Hükümet kurulması için Anayasanın öngördüğü 45 günlük süre doldu. Bu süre zarfında AKP, HDP ile bir ve MHP ile iki kez bir araya geldi. Ancak HDP ve MHP, baştan itibaren AKP ile bir koalisyona girmeme kararında olduklarından bu görüşmeler bir nezaket ziyaretinin ötesine geçemedi.
Koalisyona dönük esas görüşme ve çalışmalar AKP ile CHP arasında yapıldı. İki parti uzun bir mesai harcadılar, yaklaşık bir ay kadar birlikte çalıştılar, tüm seçenekleri tükettiler ama neticede bir hükümete ulaşamadılar. Bu nedenle Anayasanın 114. maddesine göre geçici bir Bakanlar Kurulu teşekkül edilecek. Böylece Türkiye tarihinde bir ilki tecrübe edecek ve ülkeyi seçimlere bu geçici hükümet ile götürecek.

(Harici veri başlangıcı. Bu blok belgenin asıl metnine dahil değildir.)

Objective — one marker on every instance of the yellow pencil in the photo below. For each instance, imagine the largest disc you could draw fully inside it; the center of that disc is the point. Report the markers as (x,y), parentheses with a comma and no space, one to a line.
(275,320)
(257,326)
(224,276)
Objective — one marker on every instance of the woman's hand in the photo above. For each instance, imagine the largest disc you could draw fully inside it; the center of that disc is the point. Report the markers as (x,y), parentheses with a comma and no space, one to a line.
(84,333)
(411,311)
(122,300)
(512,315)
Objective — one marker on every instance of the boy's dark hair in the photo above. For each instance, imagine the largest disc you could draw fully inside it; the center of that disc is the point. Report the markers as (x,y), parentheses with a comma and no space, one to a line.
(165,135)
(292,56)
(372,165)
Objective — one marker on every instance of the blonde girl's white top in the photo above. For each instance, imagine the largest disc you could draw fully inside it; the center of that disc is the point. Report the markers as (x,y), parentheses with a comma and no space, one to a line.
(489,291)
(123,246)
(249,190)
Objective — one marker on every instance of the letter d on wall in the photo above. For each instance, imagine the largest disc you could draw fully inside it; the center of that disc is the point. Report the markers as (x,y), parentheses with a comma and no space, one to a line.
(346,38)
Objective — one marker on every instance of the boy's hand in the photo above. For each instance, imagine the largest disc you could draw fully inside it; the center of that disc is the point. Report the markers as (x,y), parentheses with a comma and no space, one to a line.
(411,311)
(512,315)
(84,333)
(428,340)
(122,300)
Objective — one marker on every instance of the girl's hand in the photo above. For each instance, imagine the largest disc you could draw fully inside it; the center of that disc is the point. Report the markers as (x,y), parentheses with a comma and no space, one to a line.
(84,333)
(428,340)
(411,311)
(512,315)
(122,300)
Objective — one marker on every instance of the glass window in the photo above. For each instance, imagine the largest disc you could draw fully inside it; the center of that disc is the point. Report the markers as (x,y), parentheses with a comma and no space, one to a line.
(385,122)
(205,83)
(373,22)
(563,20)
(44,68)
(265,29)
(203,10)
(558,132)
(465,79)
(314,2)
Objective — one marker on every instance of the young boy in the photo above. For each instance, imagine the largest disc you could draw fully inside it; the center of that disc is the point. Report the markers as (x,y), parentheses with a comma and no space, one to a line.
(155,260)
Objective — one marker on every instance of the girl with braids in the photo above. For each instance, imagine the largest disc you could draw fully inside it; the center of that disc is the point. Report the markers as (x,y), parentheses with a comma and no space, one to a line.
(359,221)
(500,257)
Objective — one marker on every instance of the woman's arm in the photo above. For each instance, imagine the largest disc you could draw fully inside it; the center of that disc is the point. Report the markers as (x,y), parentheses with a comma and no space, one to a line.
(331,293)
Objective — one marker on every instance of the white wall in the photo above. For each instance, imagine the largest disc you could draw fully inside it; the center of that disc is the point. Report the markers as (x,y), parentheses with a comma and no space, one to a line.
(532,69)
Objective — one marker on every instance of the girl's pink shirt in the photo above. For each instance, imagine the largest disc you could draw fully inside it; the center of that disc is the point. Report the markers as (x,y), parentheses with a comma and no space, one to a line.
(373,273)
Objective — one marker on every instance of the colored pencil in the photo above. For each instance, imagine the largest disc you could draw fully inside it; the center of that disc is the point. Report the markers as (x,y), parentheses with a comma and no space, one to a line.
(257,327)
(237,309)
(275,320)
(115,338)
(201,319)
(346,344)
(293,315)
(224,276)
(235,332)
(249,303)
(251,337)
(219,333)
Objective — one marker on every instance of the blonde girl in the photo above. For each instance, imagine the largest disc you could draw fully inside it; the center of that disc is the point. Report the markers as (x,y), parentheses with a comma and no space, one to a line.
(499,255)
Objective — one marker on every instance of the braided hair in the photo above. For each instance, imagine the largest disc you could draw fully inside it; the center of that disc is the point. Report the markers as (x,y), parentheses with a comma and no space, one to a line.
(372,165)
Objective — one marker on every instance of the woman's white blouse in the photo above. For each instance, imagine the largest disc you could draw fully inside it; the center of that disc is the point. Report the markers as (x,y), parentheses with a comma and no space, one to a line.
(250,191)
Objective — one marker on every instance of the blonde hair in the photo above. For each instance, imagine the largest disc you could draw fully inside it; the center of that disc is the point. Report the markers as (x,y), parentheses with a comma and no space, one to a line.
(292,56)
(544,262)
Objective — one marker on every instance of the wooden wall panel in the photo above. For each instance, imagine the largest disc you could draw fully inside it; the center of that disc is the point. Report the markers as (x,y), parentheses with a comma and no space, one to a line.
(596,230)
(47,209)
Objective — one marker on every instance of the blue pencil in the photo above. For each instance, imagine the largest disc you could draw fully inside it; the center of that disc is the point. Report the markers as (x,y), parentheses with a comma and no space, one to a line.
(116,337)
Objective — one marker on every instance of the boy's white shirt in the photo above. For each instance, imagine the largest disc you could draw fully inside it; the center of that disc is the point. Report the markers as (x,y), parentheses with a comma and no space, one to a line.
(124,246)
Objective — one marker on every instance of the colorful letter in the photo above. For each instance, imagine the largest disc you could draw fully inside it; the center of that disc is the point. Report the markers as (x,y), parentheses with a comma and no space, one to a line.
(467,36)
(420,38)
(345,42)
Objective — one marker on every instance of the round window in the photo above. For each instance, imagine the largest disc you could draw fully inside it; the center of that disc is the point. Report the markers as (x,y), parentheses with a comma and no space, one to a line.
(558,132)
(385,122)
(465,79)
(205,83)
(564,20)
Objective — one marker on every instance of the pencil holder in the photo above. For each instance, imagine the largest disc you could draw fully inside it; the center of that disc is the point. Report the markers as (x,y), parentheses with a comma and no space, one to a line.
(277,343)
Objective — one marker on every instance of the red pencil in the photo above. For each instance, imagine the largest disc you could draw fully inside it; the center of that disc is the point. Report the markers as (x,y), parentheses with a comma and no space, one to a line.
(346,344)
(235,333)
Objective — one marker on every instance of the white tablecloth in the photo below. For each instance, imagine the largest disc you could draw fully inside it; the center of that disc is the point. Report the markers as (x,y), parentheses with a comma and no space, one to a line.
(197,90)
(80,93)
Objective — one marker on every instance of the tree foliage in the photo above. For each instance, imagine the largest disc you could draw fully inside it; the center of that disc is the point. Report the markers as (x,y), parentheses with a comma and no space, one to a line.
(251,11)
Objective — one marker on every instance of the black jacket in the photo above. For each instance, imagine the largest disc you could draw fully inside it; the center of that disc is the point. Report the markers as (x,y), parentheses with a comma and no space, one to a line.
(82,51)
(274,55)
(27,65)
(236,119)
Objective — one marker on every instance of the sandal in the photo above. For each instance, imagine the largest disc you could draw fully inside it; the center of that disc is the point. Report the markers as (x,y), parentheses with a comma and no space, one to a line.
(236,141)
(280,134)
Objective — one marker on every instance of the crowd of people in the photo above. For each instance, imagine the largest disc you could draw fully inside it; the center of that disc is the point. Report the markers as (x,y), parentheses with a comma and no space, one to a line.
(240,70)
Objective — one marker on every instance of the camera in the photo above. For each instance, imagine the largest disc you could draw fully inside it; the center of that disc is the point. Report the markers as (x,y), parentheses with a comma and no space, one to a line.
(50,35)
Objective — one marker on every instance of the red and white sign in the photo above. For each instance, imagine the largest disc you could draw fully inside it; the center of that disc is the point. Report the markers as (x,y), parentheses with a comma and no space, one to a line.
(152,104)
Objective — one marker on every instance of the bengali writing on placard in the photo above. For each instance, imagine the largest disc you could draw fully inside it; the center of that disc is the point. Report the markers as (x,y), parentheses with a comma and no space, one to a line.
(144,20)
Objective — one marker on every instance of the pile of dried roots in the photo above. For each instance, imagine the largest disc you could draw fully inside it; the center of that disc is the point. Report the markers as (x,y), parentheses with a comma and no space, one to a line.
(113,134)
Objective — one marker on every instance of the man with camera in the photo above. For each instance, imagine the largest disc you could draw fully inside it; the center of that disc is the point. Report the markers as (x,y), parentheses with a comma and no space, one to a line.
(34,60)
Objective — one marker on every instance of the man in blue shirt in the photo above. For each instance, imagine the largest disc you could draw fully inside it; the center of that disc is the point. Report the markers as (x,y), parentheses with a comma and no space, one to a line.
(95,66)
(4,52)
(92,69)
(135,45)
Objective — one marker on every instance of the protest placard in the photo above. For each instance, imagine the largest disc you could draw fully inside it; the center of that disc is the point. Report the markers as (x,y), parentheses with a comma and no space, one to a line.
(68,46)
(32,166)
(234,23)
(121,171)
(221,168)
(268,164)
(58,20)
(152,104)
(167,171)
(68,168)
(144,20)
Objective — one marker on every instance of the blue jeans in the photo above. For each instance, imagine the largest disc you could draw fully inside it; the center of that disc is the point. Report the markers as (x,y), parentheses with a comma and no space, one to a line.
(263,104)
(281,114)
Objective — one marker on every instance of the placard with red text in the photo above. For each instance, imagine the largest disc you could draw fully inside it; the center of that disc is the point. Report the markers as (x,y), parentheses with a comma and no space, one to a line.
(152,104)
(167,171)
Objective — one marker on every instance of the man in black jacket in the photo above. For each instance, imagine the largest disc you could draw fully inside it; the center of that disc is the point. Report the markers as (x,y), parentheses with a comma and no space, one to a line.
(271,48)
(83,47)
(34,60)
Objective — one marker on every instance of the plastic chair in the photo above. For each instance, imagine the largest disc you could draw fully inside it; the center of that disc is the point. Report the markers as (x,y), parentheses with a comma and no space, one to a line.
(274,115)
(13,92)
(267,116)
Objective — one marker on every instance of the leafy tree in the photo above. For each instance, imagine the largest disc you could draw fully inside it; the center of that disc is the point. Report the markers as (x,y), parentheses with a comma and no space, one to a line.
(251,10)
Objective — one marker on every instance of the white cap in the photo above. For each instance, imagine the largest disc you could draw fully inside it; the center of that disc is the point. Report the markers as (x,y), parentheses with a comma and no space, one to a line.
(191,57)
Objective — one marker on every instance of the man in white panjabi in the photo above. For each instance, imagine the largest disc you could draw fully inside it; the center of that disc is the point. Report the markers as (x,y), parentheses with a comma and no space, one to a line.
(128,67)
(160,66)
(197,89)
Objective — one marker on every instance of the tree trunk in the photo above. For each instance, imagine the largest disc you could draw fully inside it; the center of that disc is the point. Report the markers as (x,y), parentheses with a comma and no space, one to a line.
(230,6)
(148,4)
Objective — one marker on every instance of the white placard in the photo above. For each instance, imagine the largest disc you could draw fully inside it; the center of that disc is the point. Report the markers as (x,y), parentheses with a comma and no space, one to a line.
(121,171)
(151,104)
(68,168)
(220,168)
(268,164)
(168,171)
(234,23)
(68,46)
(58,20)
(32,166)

Seçimlerden korkmaya gerek yok. Demokrasilerde sistem ne zaman dara düşse, sandığa müracaat edilir, halk iradesini ortaya koyar ve çıkan karara göre bir yol çizilir. Türkiye’de de sistem 7 Haziran sonuçlarıyla zora girdi. Meclise giren partiler ortak bir çizgide buluşamadılar ve oluşan siyasi tablodan bir koalisyon çıkaramadılar. Siyasilerden bir çözüm neşet etmeyince düğümü çözmek halka kaldı. Dolayısıyla seçim bir öcü olarak değil, mevcut açmazdan çıkmayı sağlayacak bir enstrüman olarak değerlendirilmeli.
“Seçimden başka çare yok”
Bununla birlikte bir nokta açıklığa kavuşturulmalı. Evet, seçimleri bir felaket olarak göstermek yanlış. Lakin seçimlerin tekrarını 7 Haziran sonuçlarının doğurduğu bir zorunluluk biçiminde takdim etmek de yanlış. “Partiler ne yapsın, öyle bir siyasi denklem çıktı ki, seçime gitmekten başka bir çare yoktu” türü değerlendirmeleri paylaşmıyorum. Aksine 7 Haziran’ın önemli fırsatların önünü açtığını düşünüyorum. Ne var ki siyasi aktörler önlerine gelen bu fırsatları ellerinin tersiyle ittiler. Şöyle anlatayım:
7 Haziran akşamında beliren siyasi haritadan hemen varılabilecek üç sonuç vardı: Birincisi, AKP’nin içinde olmadığı bir hükümetin kurulamayacağıydı. CHP, MHP ve HDP’nin birlikteliği, AKP karşıtlığından gözü kararmış olanların fantezilerinden ibaretti, siyasi realiteyle uzaktan yakından bir alakası yoktu. Zaten Bahçeli de bunu “boş bir laf” olarak niteledi ve hayalleri yerle yeksan etti.
“Tabela partisi”
İkincisi, en yakın ihtimal AKP ile MHP arasında bir koalisyon kurulmasıydı. Seçim sonrası yapılan yorumların önemli bir kısmında da bu tez dillendiriliyordu. Buna göre, iki partinin tabanları birbirlerine yakındı. Keza meclis grupları da hükümet kurmak için istekliydi. Dolayısıyla AKP ile MHP’nin bir koalisyonda bir araya gelmeleri güçlü bir ihtimaldi. Ancak böyle bir koalisyon, ister uzun ister kısa ömürlü olsun, hem ülkeye hem de AKP’ye büyük bir zarar verme potansiyeline sahipti. MHP’nin mutlak süreç karşıtlığı, Kürt meselesinde çözümsüzlüğü derinleştireceği için herkesin zararına olurdu. Diğer yandan MHP ile yapılacak bir işbirliği, AKP’nin Kürtler nezdinde bitmesi anlamına gelir, AKP bölgede CHP gibi bir tabela partisine dönüşürdü. Neyse ki Bahçeli ilk geceden böyle bir koalisyona kapıları kapayarak bu ihtimali bertaraf etti.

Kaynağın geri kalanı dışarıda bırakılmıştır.